Unicode Regex with regex not working in Python

Question

I have the following Regex (see it in action in PCRE)

.*?\P{L}*?(\p{L}+-?(\p{L}+)?)\P{L}*$

However, Python doesn't upport unicode regex with \p{} syntax. To solve this I read I could use the regex module (not default re), but this doesn't seem to work either. Not even with u flag.

Example:

sentence = "valt nog zoveel zal kunnen zeggen, "
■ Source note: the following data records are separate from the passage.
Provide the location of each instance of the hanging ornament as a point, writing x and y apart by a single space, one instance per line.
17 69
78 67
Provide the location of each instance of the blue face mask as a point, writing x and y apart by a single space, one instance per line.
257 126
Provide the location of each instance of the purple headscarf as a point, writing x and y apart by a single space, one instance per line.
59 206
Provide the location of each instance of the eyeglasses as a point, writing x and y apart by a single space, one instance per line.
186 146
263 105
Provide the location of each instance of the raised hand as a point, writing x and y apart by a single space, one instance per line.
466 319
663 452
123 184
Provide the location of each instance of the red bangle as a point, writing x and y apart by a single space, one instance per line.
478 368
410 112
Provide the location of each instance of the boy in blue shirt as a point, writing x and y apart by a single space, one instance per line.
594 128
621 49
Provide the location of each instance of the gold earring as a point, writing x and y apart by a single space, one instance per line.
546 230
print(re.sub(".*?\P{L}*?(\p{L}+-?(\p{L}+)?)\P{L}*$","\1",sentence))

Output: < blank >
Expected output: zeggen

This doesn't work with Python 3.4.3.

It works fine using the regex module, use raw string notation. If that doesn't do it, place `(?iV1)` at the beginning of your pattern as well. — hwnd, Aug 16 '15 at 20:21
Are you using raw string notation. `regex.sub(r'...', r'\1', sentence)` — hwnd, Aug 16 '15 at 20:33
@hwnd I wasn't. Now I am and it is working. Thank you! I don't understand why though. What is raw string notation, and should I always use it? — Bram Vanroy, Aug 16 '15 at 20:38
@J.F.Sebastian So basically, with the raw string flag you don't have to "double escape" anything because the engine will recognise the correct special characters? — Bram Vanroy, Aug 17 '15 at 11:10
@BramVanroy: without `r""`, the regex engine won't see the backslash at all: `"\1" == "\x01"` -- a single character (U+0001). — jfs, Aug 17 '15 at 11:17
@J.F.Sebastian Silly question probably, but what's the point of that? — Bram Vanroy, Aug 17 '15 at 11:53
The point is that you should use raw string literals while working with regexes. — jfs, Aug 17 '15 at 11:59

Casimir et Hippolyte · Accepted Answer · 2015-08-18T21:58:58.803

3

As you can see unicode character classes like \p{L} are not available in the re module. However it doesn't means that you can't do it with the re module since \p{L} can be replaced with [^\W\d_] with the UNICODE flag (even if there are small differences between these two character classes, see the link in comments).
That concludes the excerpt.